Subjects and objects have identities by which they are known to the systems that they participate in. For identity management and access control to work effectively, these identities need to be unique—that there is a one-to-one correspondence between a subject and its identity (or identifying information). Human names fail this uniqueness need more often than not; thus, we have to end up assigning some kind of identification key or value to each new human entity that comes into our identity management system’s purview. Hardware identities, such as the media access control (MAC) addresses, are reasonably unique, but they can be locally altered and spoofed. You’ll look at this identity proofing problem in more detail later in the “Proofing” section.
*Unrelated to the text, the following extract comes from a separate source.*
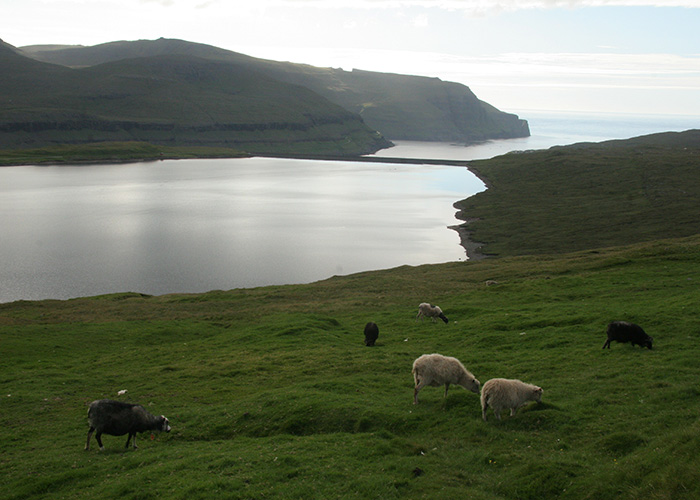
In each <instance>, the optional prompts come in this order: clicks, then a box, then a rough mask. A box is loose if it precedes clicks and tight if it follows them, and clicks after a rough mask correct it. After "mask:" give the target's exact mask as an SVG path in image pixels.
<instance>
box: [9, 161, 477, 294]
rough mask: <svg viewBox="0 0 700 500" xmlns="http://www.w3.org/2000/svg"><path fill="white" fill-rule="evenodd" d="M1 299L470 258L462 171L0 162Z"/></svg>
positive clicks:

Privileges: What Subjects Can Do with Objects

The next key ingredient to access control is to define the privileges that subjects can have with respect to objects. A privilege is a type of action that the subject can perform upon the subject, such as:

Read data from the object.

Write data into the object.

Delete the object.

Read or inspect metadata associated with the object.

Modify the metadata associated with the object.

Load the object into memory and execute it as a program.

Extend or alter the system resources (such as storage space) allocated to the object.

Copy the object from one location to another.

Move the object from one location to another.